Transfer on Death Deed (TODD)
TODD isn’t just some guy who works in an office. A Transfer on Death Deed (TODD) is an inexpensive means of transferring title in real property outside of probate upon death. For example, a mother owns a house and wants to give that house to her son upon her death. In this simplified scenario, a Transfer on Death Deed would allow the mother to transfer title in the house to her son upon her death outside of probate and the courts. Although a TODD will not work in all situations, it can be a useful legal tool for those who meet the requirements of a Transfer on Death Deed.
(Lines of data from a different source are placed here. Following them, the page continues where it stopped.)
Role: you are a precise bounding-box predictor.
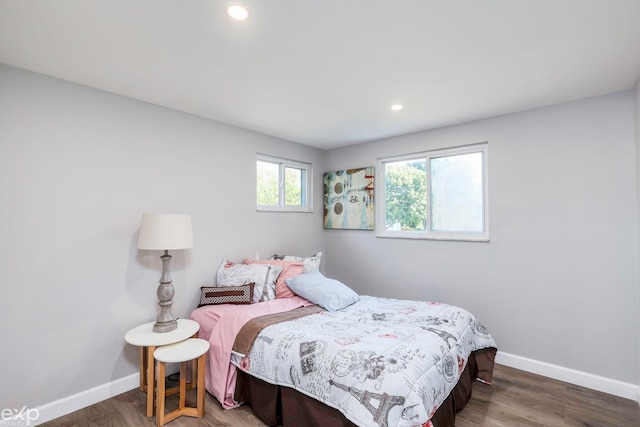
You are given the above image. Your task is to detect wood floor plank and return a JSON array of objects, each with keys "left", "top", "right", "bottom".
[
  {"left": 562, "top": 383, "right": 640, "bottom": 427},
  {"left": 457, "top": 365, "right": 640, "bottom": 427},
  {"left": 42, "top": 364, "right": 640, "bottom": 426}
]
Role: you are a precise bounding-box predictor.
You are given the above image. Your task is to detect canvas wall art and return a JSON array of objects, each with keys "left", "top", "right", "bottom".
[{"left": 323, "top": 167, "right": 374, "bottom": 230}]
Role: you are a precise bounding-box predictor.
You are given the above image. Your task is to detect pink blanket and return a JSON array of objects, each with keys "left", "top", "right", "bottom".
[{"left": 189, "top": 296, "right": 312, "bottom": 409}]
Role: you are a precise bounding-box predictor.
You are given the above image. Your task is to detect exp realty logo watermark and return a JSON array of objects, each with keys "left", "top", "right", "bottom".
[{"left": 0, "top": 407, "right": 40, "bottom": 426}]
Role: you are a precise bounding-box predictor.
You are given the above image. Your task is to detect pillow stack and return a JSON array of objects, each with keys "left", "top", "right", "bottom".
[{"left": 197, "top": 252, "right": 323, "bottom": 307}]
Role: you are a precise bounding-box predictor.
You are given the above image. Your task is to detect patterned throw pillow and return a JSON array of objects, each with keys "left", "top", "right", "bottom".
[
  {"left": 197, "top": 284, "right": 254, "bottom": 307},
  {"left": 245, "top": 259, "right": 304, "bottom": 299},
  {"left": 216, "top": 259, "right": 282, "bottom": 302},
  {"left": 271, "top": 251, "right": 322, "bottom": 273}
]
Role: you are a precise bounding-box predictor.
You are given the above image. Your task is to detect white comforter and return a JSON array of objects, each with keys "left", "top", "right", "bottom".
[{"left": 230, "top": 295, "right": 496, "bottom": 427}]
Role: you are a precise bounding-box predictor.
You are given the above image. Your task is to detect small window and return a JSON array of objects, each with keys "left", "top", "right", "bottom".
[
  {"left": 257, "top": 154, "right": 312, "bottom": 212},
  {"left": 377, "top": 143, "right": 488, "bottom": 241}
]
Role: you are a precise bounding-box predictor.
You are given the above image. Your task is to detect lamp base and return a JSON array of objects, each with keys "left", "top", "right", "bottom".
[
  {"left": 153, "top": 319, "right": 177, "bottom": 333},
  {"left": 154, "top": 252, "right": 177, "bottom": 333}
]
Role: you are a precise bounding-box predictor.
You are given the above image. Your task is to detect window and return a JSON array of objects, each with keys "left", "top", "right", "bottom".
[
  {"left": 257, "top": 154, "right": 312, "bottom": 212},
  {"left": 376, "top": 143, "right": 488, "bottom": 241}
]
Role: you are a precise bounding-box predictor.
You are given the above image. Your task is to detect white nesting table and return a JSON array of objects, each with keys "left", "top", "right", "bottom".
[
  {"left": 154, "top": 338, "right": 210, "bottom": 426},
  {"left": 124, "top": 319, "right": 200, "bottom": 417}
]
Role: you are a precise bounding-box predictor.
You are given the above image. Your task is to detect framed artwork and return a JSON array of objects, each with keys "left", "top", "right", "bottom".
[{"left": 323, "top": 167, "right": 374, "bottom": 230}]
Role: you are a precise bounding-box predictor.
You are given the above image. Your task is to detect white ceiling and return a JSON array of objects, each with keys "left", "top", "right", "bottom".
[{"left": 1, "top": 1, "right": 640, "bottom": 150}]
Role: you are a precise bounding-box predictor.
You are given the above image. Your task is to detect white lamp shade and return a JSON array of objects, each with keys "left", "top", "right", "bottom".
[{"left": 137, "top": 214, "right": 193, "bottom": 250}]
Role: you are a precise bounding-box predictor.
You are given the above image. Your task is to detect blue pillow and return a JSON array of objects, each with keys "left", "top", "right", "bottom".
[{"left": 285, "top": 271, "right": 359, "bottom": 311}]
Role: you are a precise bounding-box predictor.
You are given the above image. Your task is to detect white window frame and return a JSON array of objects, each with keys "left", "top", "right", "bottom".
[
  {"left": 257, "top": 154, "right": 313, "bottom": 213},
  {"left": 376, "top": 143, "right": 489, "bottom": 241}
]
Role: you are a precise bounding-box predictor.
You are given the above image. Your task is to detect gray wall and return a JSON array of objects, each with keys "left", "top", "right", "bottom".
[
  {"left": 324, "top": 91, "right": 640, "bottom": 385},
  {"left": 0, "top": 64, "right": 325, "bottom": 409},
  {"left": 636, "top": 78, "right": 640, "bottom": 391},
  {"left": 1, "top": 61, "right": 639, "bottom": 413}
]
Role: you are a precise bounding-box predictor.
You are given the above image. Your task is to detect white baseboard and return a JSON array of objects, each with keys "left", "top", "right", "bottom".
[
  {"left": 34, "top": 373, "right": 139, "bottom": 425},
  {"left": 32, "top": 352, "right": 640, "bottom": 424},
  {"left": 496, "top": 351, "right": 640, "bottom": 404}
]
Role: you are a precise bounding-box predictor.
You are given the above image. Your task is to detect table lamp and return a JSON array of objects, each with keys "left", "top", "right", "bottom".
[{"left": 137, "top": 214, "right": 193, "bottom": 333}]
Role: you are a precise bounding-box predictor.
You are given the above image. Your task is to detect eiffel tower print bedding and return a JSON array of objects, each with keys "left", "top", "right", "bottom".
[{"left": 229, "top": 295, "right": 497, "bottom": 427}]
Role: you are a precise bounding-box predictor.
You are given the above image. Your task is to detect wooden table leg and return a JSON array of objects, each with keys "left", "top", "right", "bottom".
[
  {"left": 139, "top": 347, "right": 146, "bottom": 391},
  {"left": 156, "top": 360, "right": 166, "bottom": 427},
  {"left": 146, "top": 345, "right": 156, "bottom": 417},
  {"left": 197, "top": 353, "right": 206, "bottom": 417},
  {"left": 179, "top": 362, "right": 187, "bottom": 410},
  {"left": 191, "top": 359, "right": 196, "bottom": 387},
  {"left": 189, "top": 332, "right": 198, "bottom": 390}
]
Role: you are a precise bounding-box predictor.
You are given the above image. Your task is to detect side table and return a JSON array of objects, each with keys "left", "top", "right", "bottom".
[
  {"left": 124, "top": 318, "right": 200, "bottom": 417},
  {"left": 154, "top": 338, "right": 210, "bottom": 426}
]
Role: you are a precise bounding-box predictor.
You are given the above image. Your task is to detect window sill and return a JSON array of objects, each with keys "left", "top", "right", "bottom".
[
  {"left": 257, "top": 207, "right": 313, "bottom": 213},
  {"left": 376, "top": 230, "right": 490, "bottom": 242}
]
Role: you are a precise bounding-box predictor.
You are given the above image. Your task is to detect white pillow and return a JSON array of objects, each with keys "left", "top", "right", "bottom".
[
  {"left": 271, "top": 251, "right": 322, "bottom": 273},
  {"left": 285, "top": 271, "right": 359, "bottom": 311},
  {"left": 216, "top": 259, "right": 282, "bottom": 303}
]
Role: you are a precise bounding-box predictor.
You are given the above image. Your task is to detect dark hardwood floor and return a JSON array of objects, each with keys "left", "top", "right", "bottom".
[
  {"left": 456, "top": 365, "right": 640, "bottom": 427},
  {"left": 42, "top": 364, "right": 640, "bottom": 426}
]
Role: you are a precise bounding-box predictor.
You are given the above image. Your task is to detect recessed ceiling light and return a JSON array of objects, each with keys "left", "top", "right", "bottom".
[
  {"left": 391, "top": 104, "right": 403, "bottom": 111},
  {"left": 227, "top": 5, "right": 249, "bottom": 20}
]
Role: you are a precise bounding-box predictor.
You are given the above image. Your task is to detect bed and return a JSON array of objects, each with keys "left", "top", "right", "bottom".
[{"left": 189, "top": 255, "right": 497, "bottom": 427}]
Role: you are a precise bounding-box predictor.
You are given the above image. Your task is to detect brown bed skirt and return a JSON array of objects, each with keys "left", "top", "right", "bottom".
[{"left": 234, "top": 347, "right": 496, "bottom": 427}]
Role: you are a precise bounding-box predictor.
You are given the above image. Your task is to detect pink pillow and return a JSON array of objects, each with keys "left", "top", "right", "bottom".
[{"left": 245, "top": 259, "right": 304, "bottom": 298}]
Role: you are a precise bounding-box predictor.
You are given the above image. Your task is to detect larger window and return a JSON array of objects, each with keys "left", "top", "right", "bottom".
[
  {"left": 376, "top": 143, "right": 488, "bottom": 241},
  {"left": 257, "top": 154, "right": 312, "bottom": 212}
]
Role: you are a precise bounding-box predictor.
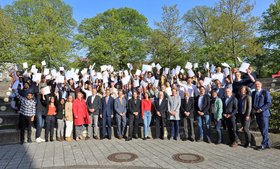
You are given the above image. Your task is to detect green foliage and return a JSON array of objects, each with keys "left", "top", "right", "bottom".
[
  {"left": 258, "top": 0, "right": 280, "bottom": 77},
  {"left": 0, "top": 9, "right": 18, "bottom": 62},
  {"left": 270, "top": 92, "right": 280, "bottom": 133},
  {"left": 76, "top": 7, "right": 151, "bottom": 70},
  {"left": 148, "top": 5, "right": 187, "bottom": 68},
  {"left": 4, "top": 0, "right": 77, "bottom": 68},
  {"left": 183, "top": 0, "right": 263, "bottom": 67}
]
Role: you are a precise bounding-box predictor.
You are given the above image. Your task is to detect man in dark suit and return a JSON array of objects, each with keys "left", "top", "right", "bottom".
[
  {"left": 126, "top": 91, "right": 141, "bottom": 141},
  {"left": 86, "top": 87, "right": 101, "bottom": 139},
  {"left": 195, "top": 86, "right": 211, "bottom": 143},
  {"left": 252, "top": 81, "right": 272, "bottom": 150},
  {"left": 180, "top": 91, "right": 195, "bottom": 141},
  {"left": 100, "top": 88, "right": 114, "bottom": 139},
  {"left": 223, "top": 87, "right": 238, "bottom": 147},
  {"left": 154, "top": 91, "right": 168, "bottom": 139}
]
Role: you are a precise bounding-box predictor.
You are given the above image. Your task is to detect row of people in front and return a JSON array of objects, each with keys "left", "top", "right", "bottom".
[{"left": 18, "top": 80, "right": 272, "bottom": 150}]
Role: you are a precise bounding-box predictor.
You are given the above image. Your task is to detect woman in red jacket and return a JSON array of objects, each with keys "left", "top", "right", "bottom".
[{"left": 72, "top": 92, "right": 90, "bottom": 141}]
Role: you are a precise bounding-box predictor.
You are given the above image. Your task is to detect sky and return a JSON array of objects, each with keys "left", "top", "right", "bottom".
[{"left": 0, "top": 0, "right": 275, "bottom": 28}]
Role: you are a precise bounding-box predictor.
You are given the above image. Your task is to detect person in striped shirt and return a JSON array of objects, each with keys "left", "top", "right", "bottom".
[{"left": 17, "top": 92, "right": 36, "bottom": 144}]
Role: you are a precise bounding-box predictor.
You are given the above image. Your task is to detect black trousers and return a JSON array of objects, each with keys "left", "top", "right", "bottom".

Obtaining life insurance can be a simple and economical means of providing loved ones with funds after a death without having to go through probate. Strictly speaking, life insurance is a contract between an insurance policy holder and an insurer, where the insurer promises to pay a designated beneficiary a sum of money in exchange for a premium, upon the death of an insured person. A Life insurance can be obtained through your local financial institution or your local insurance agency.
Joint Bank Accounts
Many banks, credit unions, and other financial institutions allow customers to designate a beneficiary on their account. In Texas, “Joint Tenants with Pay on Death Designation” on a bank accounts allows the assets in that account to transfer to the designated beneficiary upon the death of an account holder. When the account holder dies, the designated beneficiary becomes the account holder; a transfer that occurs outside of the probate process. Rules and policies regarding the “Joint Tenants with Pay on Death Designation” will vary from bank to bank. Please consult your local financial institution for more information.
The legal blogs, articles, and other posts should not be used as a substitute for competent legal advice from a licensed professional attorney in your state or jurisdiction. You should not act upon this information without seeking advice from a lawyer licensed in your own state or jurisdiction.